L’hôte le plus généreux d’Asie
Malgré les plages paradisiaques et les complexes hôteliers, l’atmosphère d’Okinawa est lourde du ras-le-bol de la population locale face au maintien du statu quo, alors que la guerre froide est terminée depuis longtemps. Située à 1 500 kilomètres de Tokyo, bordée par l’océan pacifique d’un côté et par la mer de Chine orientale de l’autre, la préfecture la plus méridionale du Japon donne ainsi l’impression étrange d’avoir été oubliée dans une autre époque.

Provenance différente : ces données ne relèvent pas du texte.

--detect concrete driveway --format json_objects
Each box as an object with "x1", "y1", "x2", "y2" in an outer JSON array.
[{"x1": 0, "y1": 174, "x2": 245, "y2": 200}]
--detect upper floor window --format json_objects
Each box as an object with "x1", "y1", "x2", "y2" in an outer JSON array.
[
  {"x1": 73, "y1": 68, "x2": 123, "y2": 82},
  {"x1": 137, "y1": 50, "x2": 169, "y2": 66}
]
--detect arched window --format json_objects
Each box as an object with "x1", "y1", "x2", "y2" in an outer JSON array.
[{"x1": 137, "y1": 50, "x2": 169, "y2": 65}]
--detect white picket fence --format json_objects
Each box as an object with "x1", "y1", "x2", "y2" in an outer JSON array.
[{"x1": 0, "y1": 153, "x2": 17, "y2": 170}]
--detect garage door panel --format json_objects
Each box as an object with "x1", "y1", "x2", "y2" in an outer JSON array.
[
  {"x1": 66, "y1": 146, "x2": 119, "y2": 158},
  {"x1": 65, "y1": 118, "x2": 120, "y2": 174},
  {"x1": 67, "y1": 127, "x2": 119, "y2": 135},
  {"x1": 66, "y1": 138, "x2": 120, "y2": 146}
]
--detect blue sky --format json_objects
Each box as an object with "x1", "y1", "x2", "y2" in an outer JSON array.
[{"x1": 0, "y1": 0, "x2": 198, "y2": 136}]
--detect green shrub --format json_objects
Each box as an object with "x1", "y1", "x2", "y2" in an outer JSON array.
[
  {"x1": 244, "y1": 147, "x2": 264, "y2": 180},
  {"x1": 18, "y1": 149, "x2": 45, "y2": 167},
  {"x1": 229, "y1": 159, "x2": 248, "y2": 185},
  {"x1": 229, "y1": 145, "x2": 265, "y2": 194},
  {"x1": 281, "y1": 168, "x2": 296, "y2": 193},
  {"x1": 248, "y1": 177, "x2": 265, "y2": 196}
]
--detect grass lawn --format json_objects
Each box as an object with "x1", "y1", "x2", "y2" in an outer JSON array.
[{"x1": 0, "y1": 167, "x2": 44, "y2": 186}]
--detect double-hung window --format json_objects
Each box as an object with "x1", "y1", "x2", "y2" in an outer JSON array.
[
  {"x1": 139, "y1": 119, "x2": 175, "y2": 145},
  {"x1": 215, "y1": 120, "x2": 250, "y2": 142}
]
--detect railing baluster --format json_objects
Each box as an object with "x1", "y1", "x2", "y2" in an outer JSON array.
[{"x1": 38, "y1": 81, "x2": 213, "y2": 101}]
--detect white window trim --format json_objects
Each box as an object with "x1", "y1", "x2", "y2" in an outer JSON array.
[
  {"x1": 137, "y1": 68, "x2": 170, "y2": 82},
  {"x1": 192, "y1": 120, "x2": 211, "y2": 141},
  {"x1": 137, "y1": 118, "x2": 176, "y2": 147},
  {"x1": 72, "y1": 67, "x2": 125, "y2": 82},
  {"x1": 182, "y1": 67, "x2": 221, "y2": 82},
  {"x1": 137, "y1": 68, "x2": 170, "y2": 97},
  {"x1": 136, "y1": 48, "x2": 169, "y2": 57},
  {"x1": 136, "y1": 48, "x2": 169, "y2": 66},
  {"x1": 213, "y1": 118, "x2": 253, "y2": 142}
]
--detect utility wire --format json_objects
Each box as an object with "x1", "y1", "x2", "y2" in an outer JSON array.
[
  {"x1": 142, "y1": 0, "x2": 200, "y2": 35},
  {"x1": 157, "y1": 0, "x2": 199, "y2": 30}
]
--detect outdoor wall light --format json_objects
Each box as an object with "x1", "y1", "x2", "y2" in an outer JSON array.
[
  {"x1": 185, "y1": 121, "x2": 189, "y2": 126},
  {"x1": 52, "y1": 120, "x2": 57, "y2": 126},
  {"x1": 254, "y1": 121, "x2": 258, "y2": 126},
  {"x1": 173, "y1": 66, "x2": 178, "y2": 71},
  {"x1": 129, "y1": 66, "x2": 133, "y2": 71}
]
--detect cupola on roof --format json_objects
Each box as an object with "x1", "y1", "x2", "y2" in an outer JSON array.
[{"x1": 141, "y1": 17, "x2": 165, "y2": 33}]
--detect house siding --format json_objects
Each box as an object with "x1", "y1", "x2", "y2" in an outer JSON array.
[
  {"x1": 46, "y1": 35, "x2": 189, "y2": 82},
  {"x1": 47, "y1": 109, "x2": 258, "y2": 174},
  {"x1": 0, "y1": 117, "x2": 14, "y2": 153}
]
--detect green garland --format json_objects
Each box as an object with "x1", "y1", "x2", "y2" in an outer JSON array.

Selon M. Yara, « la situation va changer. La population japonaise comme les dirigeants n’ont pas eu l’habitude de réfléchir aux questions liées à la défense car, durant la guerre froide, le pays était placé sous la protection du parapluie nucléaire américain. Mais on ne peut pas toujours compter sur les Etats-Unis, et il est aujourd’hui impossible d’éviter cette discussion ». C’est tout l’objet du nouvel accord stratégique entre Tokyo et Washington, dont un rapport d’étape a dessiné les principales dispositions [3]. La signature définitive de cet accord devait, en principe, avoir lieu avant le 31 mars. Il prévoit notamment un redéploiement de troupes américaines, soit 7 000 marines, d’Okinawa vers l’île de Guam, territoire américain situé dans l’archipel des Mariannes. Plus vaste et beaucoup moins peuplée qu’Okinawa, Guam serait aussi mieux située, selon les stratèges du Pentagone, pour répondre à l’activité des groupes islamistes radicaux opérant en Asie du Sud-Est.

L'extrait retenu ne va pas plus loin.